Hujan masih setia pada bumi, seakan menumpahkan kerinduan selama pergantian musim. Bahkan tambah deras dan disertai petir. Sheina merasa perasaannya tidak enak. Ia merenggangkan otot-otot tangannya yang mulai tegang.
Tring!
Suara pintu Cafe terbuka bersamaan dengan masuknya pria bertumbuh tinggi tegap dengan rambut hitam yang sedikit ikal. Ia mengedarkan pandangannya, detik kemudian bibirnya menyunggingkan senyum ketika melihat sosok yang dicarinya. Tak lupa sebelumnya ia memesan dua cup minuman, yang satu tentunya khusus untuk wanita yang telah ia kenal sejak kecil itu.
"Matcha latte with extra wipcream?" Pria bernama Debian Ranandra meletakkan minuman favorit sahabat kecilnya itu tepat disamping laptopnya. Shei mendongakkan wajahnya dan tersenyum melihat keberadaan pria yang selalu ada untuknya selama 24 tahun ini.
Sahabat, ya dan akan selalu begitu. Shei belum pernah menjalin hubungan khusus seperti kekasih pada siapapun. Berbeda dengan Bian, panggilannya untuk sahabatnya itu yang suka gonta ganti pacar. Setidaknya dalam tiga bulan ia pasti mengganti pacarnya. Entah sudah berapa lusin wanita yang mendapat gelar mantan darinya itu. Alasan Bian hanya menikmati hidup. Berbeda dengan Shei yang menikmati hidupnya cukup dengan laptop, hujan dan Matcha. Tiga hal itu sudah sangat membahagiakannya ditambah sahabat seperti Bian yang melebihi pacar atau bahkan kakaknya sendiri. Mungkin karena kebetulan mereka sama-sama anak tunggal.
"Kerjaan lo udah kelar?" Shei meminum matcha lattenya tanpa sungkan. Memang sudah kebiasaan Bian jika melihat cup minumannya telah habis, ia akan memesankannya lagi.
Bian duduk tepat didepan Shei sambil meminum white coffenya, tidak ada yang spesial dari minuman yang dipesannya. Ia hanya memesan menu random. Baginya semua minuman sama. Cuma sekedar dirasa di lidah dan melewati tenggorokannya. Pekerjaannya adalah seorang manajer yang sibuk meeting sana sini. Tak jarang ia harus meeting keluar kota dan mengajak Shei untuk ikut sekalian liburan dan mencari suasana baru, demi memanjakan suasana hati Shei agar selalu dalam keadaan baik.
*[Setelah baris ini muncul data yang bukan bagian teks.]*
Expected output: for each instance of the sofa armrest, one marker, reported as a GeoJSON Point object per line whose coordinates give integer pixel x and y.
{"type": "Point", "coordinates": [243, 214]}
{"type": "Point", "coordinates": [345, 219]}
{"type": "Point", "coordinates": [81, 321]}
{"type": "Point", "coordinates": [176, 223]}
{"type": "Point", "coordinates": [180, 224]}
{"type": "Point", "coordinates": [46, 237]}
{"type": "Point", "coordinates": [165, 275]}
Apalagi jalan-jalan akan menambah inspirasi tersendiri bagi gadis itu. Jika Shei menyukai hujan dan matcha, maka Bian menyukai segala sesuatu tentang Shei, terutama ketika wanita itu sedang hanyut dalam cerita yang ia buat sendiri.
Memang benar tidak ada sebuah persahabatan murni antara wanita dan pria, pastinya salah satu akan memiliki perasaan lebih dan ini yang dirasakan Bian. Meski bertahun-tahun telah berlalu namun perasaan ini tetap sama. Tapi melihat Shei yang selalu bahagia bahkan tanpa pernah menjalin hubungan, ia enggan melangkah ke hubungan lebih dari sahabat. Ia takut kelak akan menyakiti wanita ini, membuatnya akan berpikir jika tidak semua kehidupan berakhir bahagia. Karena Bian tau jika Shei amat terobsesi dengan happy ending dalam setiap ceritanya, bahkan untuk kehidupan nyatanya juga. Jadi demi menyamarkan perasaannya, ia memilih untuk menjadi pria b******k di hadapan Shei dengan gonta-ganti pacar. Pastinya Shei tidak akan memiliki perasaan lebih juga padanya karena ia tau akan sifat sahabatnya ini.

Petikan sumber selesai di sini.